Original

3. März 1921

Herr Viktor Lauth, Fährmann in Stadtbredimus, schickt uns eine Entgegnung auf eine Zuschrift des Bürgermeisters von Palzem, Herrn Steinbach Unsere Leser wissen, worum es sich handelt. Herr Lauth war in seinem Nachen mit Steinen von Palzener Burschen beworfen worden, er behauptet, der Herr Bürgermeister habe untätig zugesehen und sich entfernt, ohne einzugreifen, Herr Steinbach stellt die Behauptung des Herrn Lauth in Abrede, und dieser bleibt in der letzten Zuschrift bei seiner ersten Aussage. Es steht also Behauptung gegen Behauptung, und bei näherer Betrachtung stellt sich der Fall als einer von den vielen dar, bei denen beide Parteien rech haben können. Es ist eine Frage der Parallaxe. Je nachdem, wie man steht, sieht die Sache so oder so aus.

Wir geben Herrn Lauth Akt von seiner Erklärung, können aber seine Zuschrift nicht veröffentlichen, weil ein Dritter hereingezogen wird, der nichts für die Polemik kann und für den die Sache unangenehme Folgen haben könnte.

Nachdem so beide Parteien zu Wort gekommen sind, sei mir als Unparteiischem gestattet, mich in versöhnlicher Absicht einzumischen. Denn die Aufgabe der Presse ist es nicht, den Streit zu schüren, sondern zu beschwichtigen.

Es ist leider Tatsache, daß die ganze deutsche Grenze an der Mosel und Sauer entlang - mit wenig Ausnahmen - seit dem Krieg in das Verhältnis der beiderseitigen Bewohner zueinander eine Feindseligkeit und Schärfe gekommen ist, wie sie früher nicht bestand.

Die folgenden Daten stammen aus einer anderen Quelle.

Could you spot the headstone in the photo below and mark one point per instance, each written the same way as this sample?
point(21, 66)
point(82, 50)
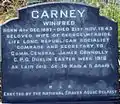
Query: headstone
point(59, 52)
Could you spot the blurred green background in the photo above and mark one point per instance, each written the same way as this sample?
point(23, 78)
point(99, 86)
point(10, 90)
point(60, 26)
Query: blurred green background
point(108, 8)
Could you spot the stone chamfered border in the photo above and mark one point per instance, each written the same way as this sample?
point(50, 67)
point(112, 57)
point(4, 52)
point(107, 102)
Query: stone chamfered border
point(47, 3)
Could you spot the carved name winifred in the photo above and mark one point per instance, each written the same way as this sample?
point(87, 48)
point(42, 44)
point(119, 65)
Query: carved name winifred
point(57, 14)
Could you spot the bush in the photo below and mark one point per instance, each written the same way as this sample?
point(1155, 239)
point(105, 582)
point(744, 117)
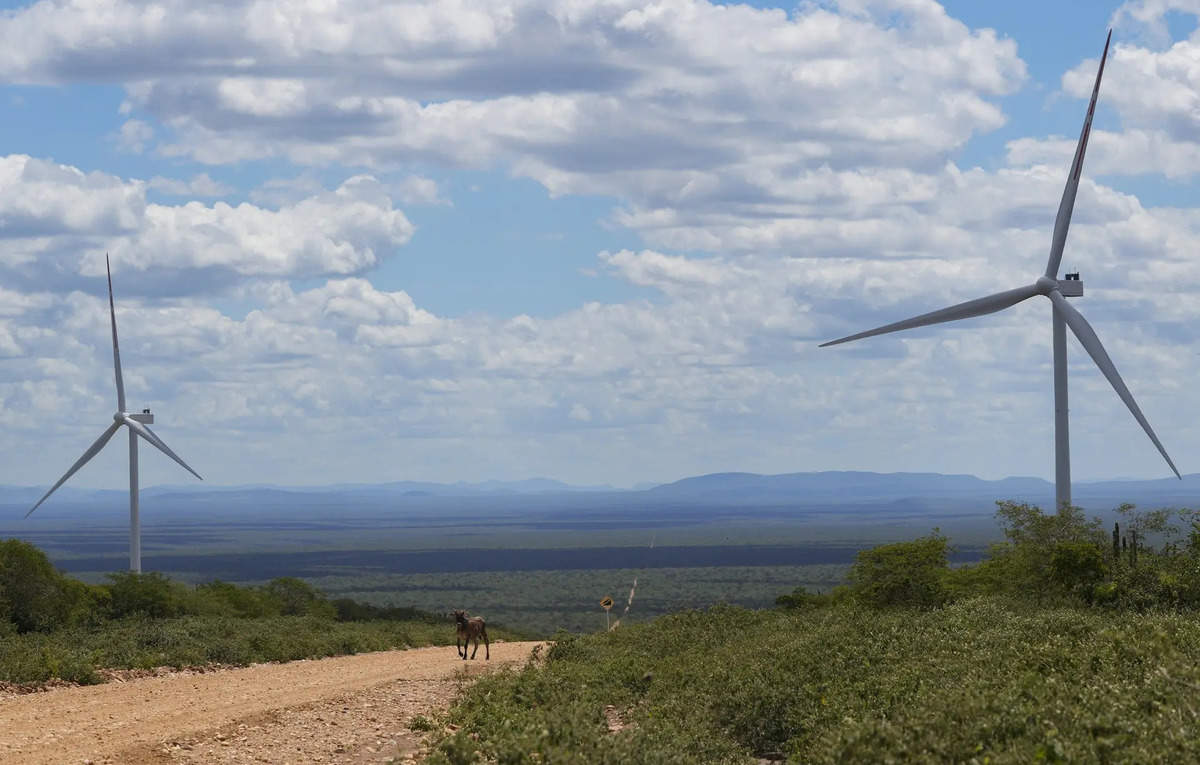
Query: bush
point(905, 573)
point(34, 596)
point(297, 597)
point(148, 595)
point(801, 597)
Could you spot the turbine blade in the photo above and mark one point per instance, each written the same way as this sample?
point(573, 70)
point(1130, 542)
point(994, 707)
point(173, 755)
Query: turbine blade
point(79, 463)
point(1091, 343)
point(1062, 222)
point(976, 307)
point(157, 443)
point(117, 353)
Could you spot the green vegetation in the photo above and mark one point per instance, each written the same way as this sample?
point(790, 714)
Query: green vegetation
point(545, 601)
point(55, 627)
point(1066, 644)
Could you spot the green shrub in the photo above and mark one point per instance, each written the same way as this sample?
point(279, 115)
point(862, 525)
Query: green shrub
point(297, 597)
point(34, 596)
point(801, 597)
point(148, 595)
point(905, 573)
point(981, 680)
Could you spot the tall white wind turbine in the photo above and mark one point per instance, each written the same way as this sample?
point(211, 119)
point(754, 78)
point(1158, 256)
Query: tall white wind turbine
point(1065, 315)
point(138, 426)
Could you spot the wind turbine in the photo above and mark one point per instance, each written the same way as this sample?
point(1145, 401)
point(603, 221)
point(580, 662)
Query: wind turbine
point(138, 426)
point(1065, 315)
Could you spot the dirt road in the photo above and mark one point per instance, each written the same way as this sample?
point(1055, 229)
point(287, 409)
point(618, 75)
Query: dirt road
point(349, 709)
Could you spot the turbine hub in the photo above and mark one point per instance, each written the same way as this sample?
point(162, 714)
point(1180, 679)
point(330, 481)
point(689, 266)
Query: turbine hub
point(1045, 284)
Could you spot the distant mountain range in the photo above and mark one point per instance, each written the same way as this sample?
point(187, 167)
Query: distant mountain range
point(808, 489)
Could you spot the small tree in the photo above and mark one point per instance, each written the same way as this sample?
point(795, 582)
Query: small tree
point(297, 597)
point(34, 596)
point(905, 573)
point(147, 594)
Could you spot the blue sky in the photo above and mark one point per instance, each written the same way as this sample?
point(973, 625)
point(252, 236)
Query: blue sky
point(591, 241)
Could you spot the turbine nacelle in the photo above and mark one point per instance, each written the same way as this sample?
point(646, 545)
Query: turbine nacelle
point(1065, 314)
point(137, 423)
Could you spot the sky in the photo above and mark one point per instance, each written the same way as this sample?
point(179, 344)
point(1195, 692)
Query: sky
point(593, 240)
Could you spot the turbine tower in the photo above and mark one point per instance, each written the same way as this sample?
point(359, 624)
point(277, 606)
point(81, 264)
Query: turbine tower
point(138, 426)
point(1065, 315)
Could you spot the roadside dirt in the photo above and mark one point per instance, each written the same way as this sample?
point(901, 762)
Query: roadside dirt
point(343, 710)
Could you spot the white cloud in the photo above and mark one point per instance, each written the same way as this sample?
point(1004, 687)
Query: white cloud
point(669, 106)
point(811, 155)
point(1153, 84)
point(58, 223)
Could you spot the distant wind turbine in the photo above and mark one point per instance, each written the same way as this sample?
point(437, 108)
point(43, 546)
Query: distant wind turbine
point(138, 425)
point(1057, 290)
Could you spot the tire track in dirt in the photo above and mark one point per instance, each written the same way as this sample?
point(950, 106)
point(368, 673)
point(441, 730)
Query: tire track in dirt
point(346, 710)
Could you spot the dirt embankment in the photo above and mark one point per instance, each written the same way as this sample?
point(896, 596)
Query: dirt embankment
point(349, 709)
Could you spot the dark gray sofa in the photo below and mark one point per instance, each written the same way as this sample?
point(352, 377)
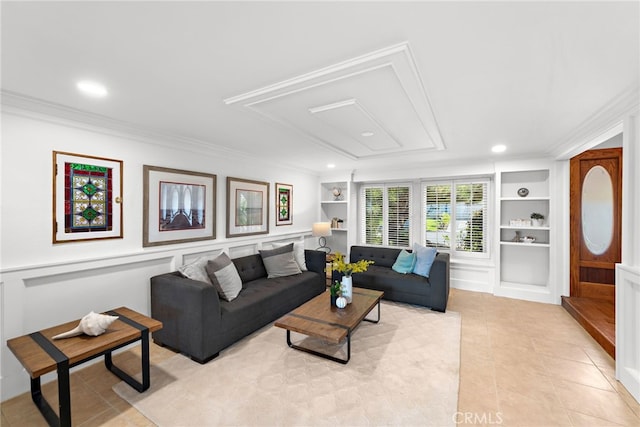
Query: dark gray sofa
point(432, 292)
point(198, 323)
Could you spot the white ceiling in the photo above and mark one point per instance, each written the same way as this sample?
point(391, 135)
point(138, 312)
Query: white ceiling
point(298, 83)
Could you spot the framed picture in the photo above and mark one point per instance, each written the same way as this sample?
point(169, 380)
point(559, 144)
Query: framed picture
point(179, 206)
point(247, 207)
point(284, 204)
point(87, 198)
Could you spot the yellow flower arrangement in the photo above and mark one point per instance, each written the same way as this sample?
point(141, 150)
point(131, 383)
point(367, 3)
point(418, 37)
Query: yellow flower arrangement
point(352, 267)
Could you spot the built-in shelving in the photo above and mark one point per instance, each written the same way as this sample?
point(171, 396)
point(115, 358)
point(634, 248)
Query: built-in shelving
point(524, 266)
point(332, 206)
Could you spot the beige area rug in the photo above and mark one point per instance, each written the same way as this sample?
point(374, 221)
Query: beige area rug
point(403, 371)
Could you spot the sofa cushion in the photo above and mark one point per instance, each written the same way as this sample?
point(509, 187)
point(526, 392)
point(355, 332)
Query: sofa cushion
point(298, 253)
point(224, 276)
point(405, 262)
point(386, 280)
point(264, 300)
point(380, 255)
point(424, 259)
point(196, 270)
point(280, 262)
point(250, 267)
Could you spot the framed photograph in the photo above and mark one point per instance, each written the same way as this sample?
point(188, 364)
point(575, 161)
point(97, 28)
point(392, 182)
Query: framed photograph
point(247, 207)
point(284, 204)
point(179, 206)
point(87, 198)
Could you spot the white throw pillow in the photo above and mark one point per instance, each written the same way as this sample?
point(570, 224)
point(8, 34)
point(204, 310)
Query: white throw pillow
point(224, 276)
point(196, 270)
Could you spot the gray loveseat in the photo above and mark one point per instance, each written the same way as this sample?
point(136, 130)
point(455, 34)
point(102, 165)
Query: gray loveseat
point(432, 292)
point(198, 323)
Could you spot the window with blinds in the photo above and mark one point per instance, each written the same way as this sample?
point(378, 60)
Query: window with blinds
point(386, 214)
point(437, 203)
point(471, 208)
point(455, 216)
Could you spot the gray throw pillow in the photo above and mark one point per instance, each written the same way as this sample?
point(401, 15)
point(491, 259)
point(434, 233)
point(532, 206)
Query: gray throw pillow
point(196, 270)
point(280, 262)
point(224, 276)
point(298, 253)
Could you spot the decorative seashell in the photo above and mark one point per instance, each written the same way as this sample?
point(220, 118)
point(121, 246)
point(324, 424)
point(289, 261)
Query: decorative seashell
point(93, 324)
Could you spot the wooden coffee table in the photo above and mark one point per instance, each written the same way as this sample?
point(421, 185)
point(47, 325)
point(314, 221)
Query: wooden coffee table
point(39, 354)
point(317, 318)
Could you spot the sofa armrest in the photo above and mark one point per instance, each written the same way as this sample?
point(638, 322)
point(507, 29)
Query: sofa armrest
point(190, 314)
point(439, 280)
point(316, 261)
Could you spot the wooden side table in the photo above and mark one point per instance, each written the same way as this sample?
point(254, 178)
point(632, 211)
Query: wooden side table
point(39, 354)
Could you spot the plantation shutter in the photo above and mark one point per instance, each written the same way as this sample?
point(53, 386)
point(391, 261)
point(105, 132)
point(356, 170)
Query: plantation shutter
point(372, 216)
point(471, 214)
point(398, 217)
point(437, 215)
point(385, 214)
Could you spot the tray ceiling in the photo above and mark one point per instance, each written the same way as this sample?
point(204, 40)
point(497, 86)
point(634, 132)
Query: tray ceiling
point(370, 105)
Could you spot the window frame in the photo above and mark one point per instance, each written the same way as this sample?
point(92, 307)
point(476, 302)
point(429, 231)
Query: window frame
point(362, 235)
point(453, 185)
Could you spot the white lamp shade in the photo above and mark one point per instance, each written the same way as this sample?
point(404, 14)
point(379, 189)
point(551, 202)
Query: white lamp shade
point(321, 229)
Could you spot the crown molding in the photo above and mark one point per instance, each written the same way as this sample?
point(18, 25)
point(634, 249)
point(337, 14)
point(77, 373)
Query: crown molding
point(603, 124)
point(37, 109)
point(344, 65)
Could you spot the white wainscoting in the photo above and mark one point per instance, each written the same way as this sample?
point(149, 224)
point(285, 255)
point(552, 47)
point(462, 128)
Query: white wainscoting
point(628, 328)
point(34, 297)
point(471, 277)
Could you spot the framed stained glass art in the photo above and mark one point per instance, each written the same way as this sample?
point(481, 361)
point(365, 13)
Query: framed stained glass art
point(247, 207)
point(179, 206)
point(284, 204)
point(87, 197)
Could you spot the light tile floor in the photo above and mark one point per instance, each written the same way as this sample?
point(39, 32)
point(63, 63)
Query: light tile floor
point(522, 364)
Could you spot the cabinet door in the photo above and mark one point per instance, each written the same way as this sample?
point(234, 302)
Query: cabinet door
point(595, 213)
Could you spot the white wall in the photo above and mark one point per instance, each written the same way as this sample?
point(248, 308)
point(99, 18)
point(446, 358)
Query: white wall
point(628, 271)
point(42, 284)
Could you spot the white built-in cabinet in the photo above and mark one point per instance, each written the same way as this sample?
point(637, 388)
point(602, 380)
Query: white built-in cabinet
point(524, 247)
point(333, 206)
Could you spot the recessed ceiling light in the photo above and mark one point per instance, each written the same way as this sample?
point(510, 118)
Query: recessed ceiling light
point(90, 88)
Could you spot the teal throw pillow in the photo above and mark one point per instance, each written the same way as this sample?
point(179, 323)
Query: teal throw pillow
point(424, 259)
point(405, 262)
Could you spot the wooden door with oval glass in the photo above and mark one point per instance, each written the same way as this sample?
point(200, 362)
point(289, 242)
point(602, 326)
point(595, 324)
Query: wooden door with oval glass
point(595, 217)
point(595, 228)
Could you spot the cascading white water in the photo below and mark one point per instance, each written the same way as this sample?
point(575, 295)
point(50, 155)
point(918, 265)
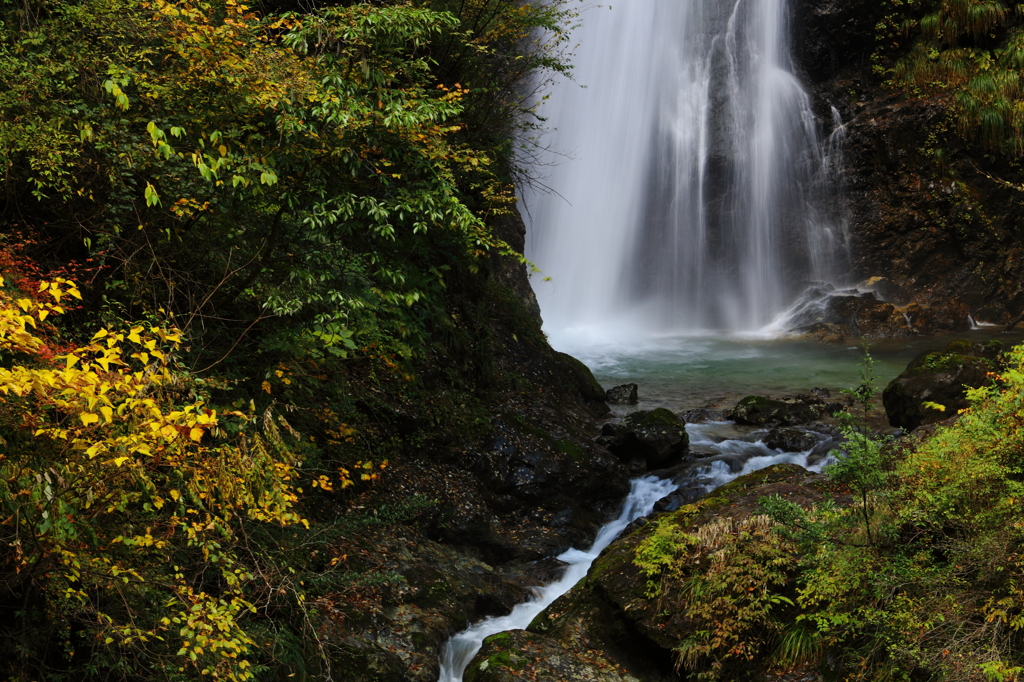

Jeder weiß zu sagen, woher sie stammt, aber niemand kann erklären, was sie rechtfertigt.

Solange das Kriegsglück nach deutscher Seite zu neigen schien, herrschte bei unsern jenseitigen Grenznachbarn ein Übermut, der eine scharfe Spitze nach uns herüber enthielt. Für die meisten drüben war es ausgemacht, daß es mit unserer Selbständigkeit Matthäi am Letzten sei und daß wir binnen kurzem die Zahl der Mußpreußen um eine Viertelmillion vermehren würden. Herüben sträubte man sich dagegen, wie rechtens. Dann kam der Zusammenbruch, und aus dem Übermut wurde Auflehnung, aus der Angst Mutwille.

Aber das waren Gefühle, denen nichts Dauerndes zugrunde lag. Wir hatten von drüben nichts mehr zu fürchten, und die drüben wußten, daß wir an ihrem Unglück nicht schuld waren. Wir hatten vor uns eine Bevölkerung, die schwer unter dem Krieg gelitten, ihre Söhne, Gatten und Väter verloren, bestenfalls Jahre lang entbehrt hatte, die unter Mißbrauch der heiligen Vaterlandsliebe in einen Krieg gedrängt worden war, der auf das Schuldkonto internationaler Machthaberei kommt, und die jetzt moralisch und materiell für die Schuldigen büßen mußte.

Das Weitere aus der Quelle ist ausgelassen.